One in six people in the UK are deaf or hard of hearing and the majority are older people who develop hearing loss as a normal part of the ageing process. According to the charity, Action on Hearing Loss, about two million people in the UK have hearing aids, but only 1.4 million use them regularly.

At least four million people who don’t have hearing aids would benefit from using them.

‘We recently described speech recognition in noise performance in the very large UK Biobank data set [1], which included speech recognition data (based on the digit triplet test [2]) for 164,770 UK adults aged between 40 and 69 years [3]. Impaired hearing was identified if speech recognition in noise performance was well outside the normal range (poorer than two standard deviations), compared to a normative sample. This level of performance would correspond to significant hearing difficulties in both home and work life.

Overall, 10.7 per cent of adults had impaired hearing .The proportion of adults with impaired hearing begins to rise steeply after around age 50 years. The proportion of people who reported tinnitus was 16.9 per cent overall. The proportion of people with tinnitus also increased with age, although there was a more gradual increase with age than for poor hearing.

Only two per cent of adults reported using a hearing aid. The last time hearing aid use in the general UK population was in the early 1980s; hearing aid ownership was 2.8 per cent among 41-70 year-olds (compared to an estimated 9.4 per cent of the population in that age range who had hearing loss severe enough to benefit from a hearing aid [4]). Despite advances in hearing aid technology and improvements in service provision, it seems that hearing aid uptake and use has not improved substantially in the last 30 years. Recent reviews surveyed reasons for low hearing aid uptake and use, which include motivation, expectation, attitude to hearing aids, hearing sensitivity and the effect of counselling, uncomfortable fit and lack of perceived benefit [5, 6].

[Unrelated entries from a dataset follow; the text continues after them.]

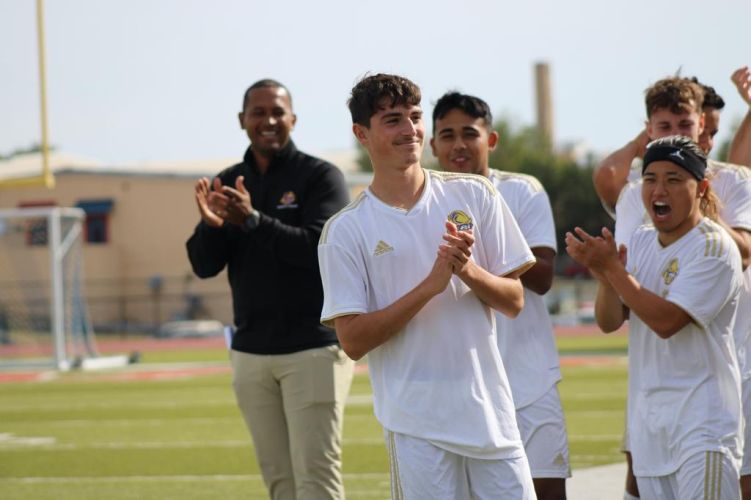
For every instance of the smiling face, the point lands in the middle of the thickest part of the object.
(462, 143)
(672, 197)
(268, 119)
(394, 138)
(664, 122)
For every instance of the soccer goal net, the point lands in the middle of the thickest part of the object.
(43, 316)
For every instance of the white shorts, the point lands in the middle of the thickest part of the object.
(543, 430)
(746, 401)
(706, 475)
(421, 470)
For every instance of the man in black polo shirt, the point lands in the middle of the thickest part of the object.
(262, 219)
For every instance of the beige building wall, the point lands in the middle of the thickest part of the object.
(151, 219)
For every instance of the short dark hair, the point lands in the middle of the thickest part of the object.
(469, 104)
(677, 94)
(266, 83)
(375, 92)
(711, 98)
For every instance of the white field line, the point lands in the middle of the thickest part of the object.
(373, 476)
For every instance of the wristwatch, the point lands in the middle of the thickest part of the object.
(253, 219)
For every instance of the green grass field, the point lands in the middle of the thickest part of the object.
(88, 436)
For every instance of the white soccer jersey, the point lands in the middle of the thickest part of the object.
(440, 379)
(684, 392)
(629, 212)
(732, 185)
(526, 343)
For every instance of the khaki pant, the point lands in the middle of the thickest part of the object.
(293, 405)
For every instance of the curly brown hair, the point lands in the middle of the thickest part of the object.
(677, 94)
(375, 92)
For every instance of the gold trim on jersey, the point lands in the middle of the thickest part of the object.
(714, 245)
(670, 272)
(396, 484)
(461, 220)
(352, 205)
(713, 463)
(381, 248)
(740, 171)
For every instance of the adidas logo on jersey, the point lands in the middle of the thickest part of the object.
(381, 248)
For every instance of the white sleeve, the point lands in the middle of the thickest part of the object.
(630, 213)
(702, 288)
(344, 285)
(736, 207)
(503, 242)
(536, 220)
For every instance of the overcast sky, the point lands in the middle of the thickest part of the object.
(156, 80)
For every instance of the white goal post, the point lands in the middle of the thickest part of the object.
(43, 314)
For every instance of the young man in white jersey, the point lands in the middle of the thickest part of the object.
(463, 138)
(685, 107)
(412, 270)
(680, 286)
(617, 169)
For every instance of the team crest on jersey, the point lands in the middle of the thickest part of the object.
(288, 200)
(462, 221)
(670, 272)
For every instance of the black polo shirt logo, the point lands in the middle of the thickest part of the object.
(288, 200)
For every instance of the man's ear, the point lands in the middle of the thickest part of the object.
(703, 185)
(361, 134)
(493, 139)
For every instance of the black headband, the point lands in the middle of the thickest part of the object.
(682, 157)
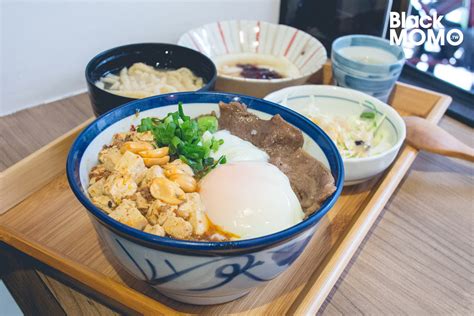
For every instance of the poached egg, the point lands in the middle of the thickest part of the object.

Low uptake/use may be addressed by:

i) making hearing care a ‘lifestyle choice’ by removing the need to obtain a referral from a GP to go to a hospital-based audiology clinic (which may contribute to the stigmatisation of hearing loss by association with infirmity) and making quality audiology services more accessible.

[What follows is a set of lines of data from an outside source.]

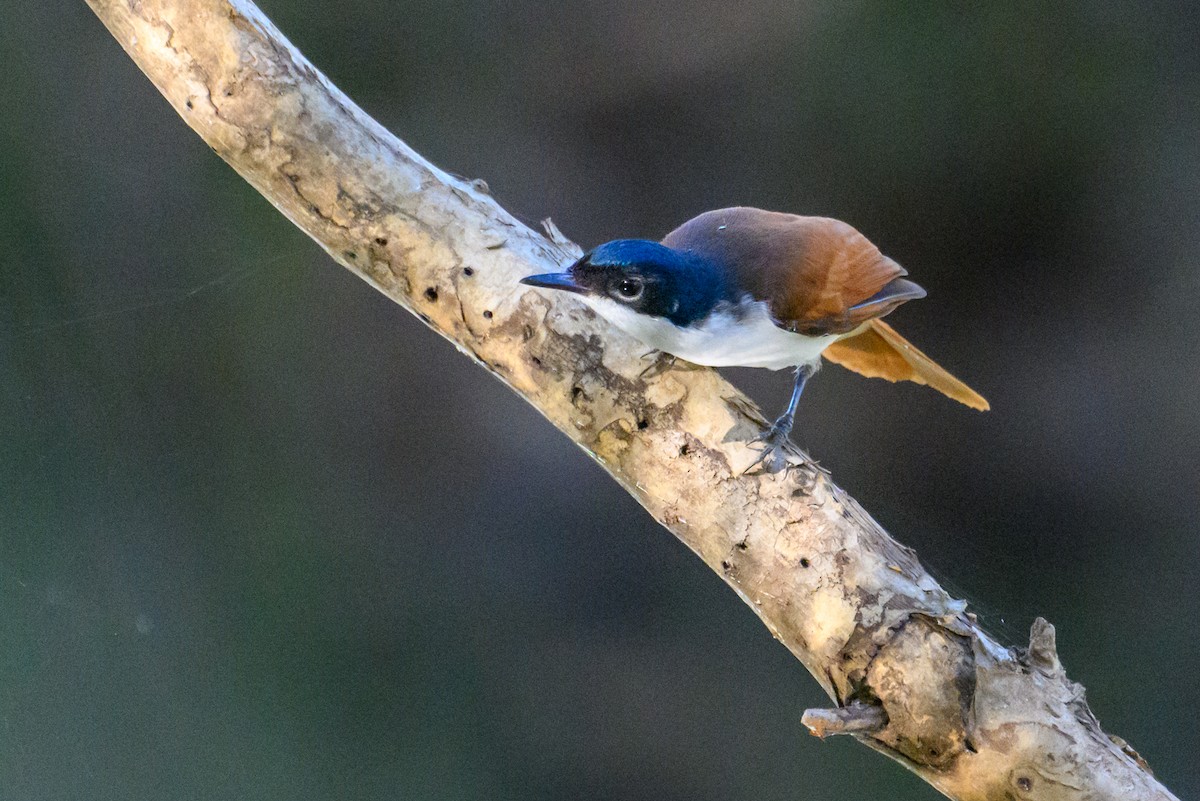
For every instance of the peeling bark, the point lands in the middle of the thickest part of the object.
(922, 682)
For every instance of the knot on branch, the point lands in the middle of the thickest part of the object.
(1043, 649)
(925, 679)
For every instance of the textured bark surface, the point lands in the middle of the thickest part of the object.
(976, 720)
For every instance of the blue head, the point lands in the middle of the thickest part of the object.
(646, 277)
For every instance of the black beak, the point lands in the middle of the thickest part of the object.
(555, 281)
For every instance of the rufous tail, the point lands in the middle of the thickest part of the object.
(879, 351)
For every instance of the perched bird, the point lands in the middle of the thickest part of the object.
(751, 288)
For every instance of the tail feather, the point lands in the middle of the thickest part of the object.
(879, 351)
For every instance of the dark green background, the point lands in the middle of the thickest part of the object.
(264, 536)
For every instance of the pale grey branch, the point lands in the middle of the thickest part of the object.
(976, 720)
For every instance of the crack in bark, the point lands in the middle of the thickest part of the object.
(978, 721)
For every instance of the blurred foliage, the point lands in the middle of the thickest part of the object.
(264, 536)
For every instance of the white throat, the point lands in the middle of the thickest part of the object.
(732, 336)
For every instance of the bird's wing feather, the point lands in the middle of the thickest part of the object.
(817, 275)
(879, 351)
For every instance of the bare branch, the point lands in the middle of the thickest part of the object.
(976, 720)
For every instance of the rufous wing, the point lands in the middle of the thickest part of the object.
(817, 275)
(879, 351)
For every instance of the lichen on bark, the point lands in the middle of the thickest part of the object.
(911, 672)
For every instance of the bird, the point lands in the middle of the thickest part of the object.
(744, 287)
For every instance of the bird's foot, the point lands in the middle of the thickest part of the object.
(773, 440)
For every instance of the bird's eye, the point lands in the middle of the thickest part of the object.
(629, 288)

ii) undertaking good-quality trials of adult hearing screening and intervention based on models of hearing aid uptake and use.

iii) improving hearing aid technology to a point where it will significantly improve speech understanding in noise, so doing away with a major reason for non-use.

 

References:

1. Collins, R., What makes UK Biobank special? The Lancet, 2012. 379(9822): p. 1173-1174.

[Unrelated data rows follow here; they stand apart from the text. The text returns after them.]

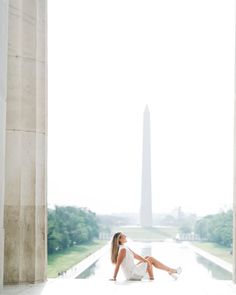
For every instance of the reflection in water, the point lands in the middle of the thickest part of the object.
(170, 253)
(215, 271)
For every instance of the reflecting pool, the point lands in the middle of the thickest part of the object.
(173, 254)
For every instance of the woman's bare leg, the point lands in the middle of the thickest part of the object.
(150, 271)
(160, 265)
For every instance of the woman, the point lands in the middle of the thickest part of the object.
(122, 256)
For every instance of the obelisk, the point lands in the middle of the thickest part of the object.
(146, 197)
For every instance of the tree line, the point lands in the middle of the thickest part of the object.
(69, 226)
(217, 228)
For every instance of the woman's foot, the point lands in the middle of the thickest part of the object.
(178, 270)
(173, 272)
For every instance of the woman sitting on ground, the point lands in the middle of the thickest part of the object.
(122, 256)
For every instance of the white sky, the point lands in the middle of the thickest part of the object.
(107, 60)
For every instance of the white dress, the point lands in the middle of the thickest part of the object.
(131, 270)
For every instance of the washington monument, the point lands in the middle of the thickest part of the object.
(146, 196)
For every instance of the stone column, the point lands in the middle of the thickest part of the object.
(25, 213)
(234, 189)
(146, 198)
(3, 95)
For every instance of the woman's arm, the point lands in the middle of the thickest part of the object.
(120, 258)
(138, 257)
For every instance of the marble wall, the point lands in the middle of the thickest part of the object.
(3, 94)
(25, 211)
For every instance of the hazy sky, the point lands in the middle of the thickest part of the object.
(107, 60)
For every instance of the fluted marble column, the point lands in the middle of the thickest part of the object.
(146, 197)
(234, 191)
(25, 217)
(3, 95)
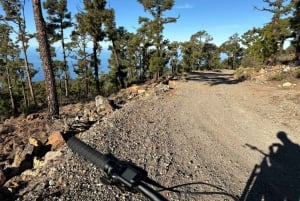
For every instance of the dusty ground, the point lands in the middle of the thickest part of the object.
(207, 135)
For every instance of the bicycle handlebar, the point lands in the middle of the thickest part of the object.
(119, 173)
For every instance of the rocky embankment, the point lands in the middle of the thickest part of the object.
(36, 164)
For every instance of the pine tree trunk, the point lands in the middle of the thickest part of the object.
(96, 67)
(28, 75)
(66, 77)
(53, 107)
(12, 100)
(22, 33)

2. Smits, C., T.S. Kapteyn, and T. Houtgast, Development and validation of an automatic speech-in-noise screening test by telephone. International Journal of Audiology, 2004. 43: p. 15-28.

3. Dawes, P., et al., Hearing in middle age: a population snapshot of 40-69 year olds in the UK. Ear and hearing, 2014. 35(3).

4. Davis, A.C., Hearing in adults. 1995, London: Whurr Publishers Ltd.

5. McCormack, A. and H. Fortnum, Why do people fitted with hearing aids not wear them? International Journal of Audiology, 2013. 52(5): p. 360-368.

6. Vestergaard Knudsen, L., et al., Factors influences help seeking, hearing aid uptake, hearing aid use and satisfaction with hearing aids: A review of the literature. Trends in Amplification, 2010. 14(3): p. 127-154.

Dr Piers Dawes

Dr Piers Dawes is a lecturer in audiology at the University of Manchester with a background in experimental psychology.